Fortunately, there is bipartisan momentum building in both the House and Senate for a compromise solution to this practice.
Lead by Senators Bill Cassidy (R-LA) and Michael Bennet (D-C), the STOP Surprise Medical Bills Act has earned the support of over 20 U.S. senators from states as diverse (politically and geographically) as Alaska, Ohio, Georgia, and Rhode Island.
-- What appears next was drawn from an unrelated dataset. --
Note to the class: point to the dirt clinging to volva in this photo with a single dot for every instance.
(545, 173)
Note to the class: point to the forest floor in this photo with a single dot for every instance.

It is time our very own Senator Lamar Alexander (R-TN) add his name to the list of champions fighting to protect patients from surprise bills nationwide.
The lynchpin of this legislation is a tried and true mechanism called Independent Dispute Resolution (IDR), which completely shields patients from surprise medical bills and incentivizes insurers and doctors to work through reimbursement disputes among themselves.
The American Medical Association and many other physician-related organizations have worked with Congress to end surprise billing. While it may be impossible to please all concerned parties, any effective legislation should include insurer accountability, limits on patient responsibility, and most importantly, a mechanism for IDR. The solution must be federal, and it must be comprehensive so that no patient population is left unprotected.
State legislatures, including the Tennessee General Assembly, have been wrestling with the issue of surprise billing for years, and although a handful of states have passed bills addressing the issue, there is no federal law that solves the problem comprehensively. State laws can only go so far: federal law preempts their ability to regulate employer-sponsored insurance which means that even the most comprehensive and well-thought-out state laws can still leave millions of residents unprotected.
As a practicing anesthesiologist and a past president of the state’s largest physician organization, I have personally seen how surprise medical bills have impacted patients, physicians, and hospitals.
Sen. Alexander and his Senate colleagues must act to protect families in Tennessee and nationwide from unfair surprise billing while leveling the playing field between hospitals, insurers, and doctors. The bipartisan STOP Surprise Medical Bills Act uses IDR because it has a proven track record of doing exactly that.
New York enacted an IDR solution to surprise billing in 2015, and the law has been so effective that states including Texas, Washington, and Colorado have used it as a model to protect their own residents.
This session, Congress must work swiftly to protect Americans by implementing an IDR process nationwide. I encourage Senator Alexander to join with many of his Senate colleagues in support of the STOP Surprise Medical Bills Act as he works hard on a new health care package.
(Chris Young, MD is former president of the Tennessee Medical Association.)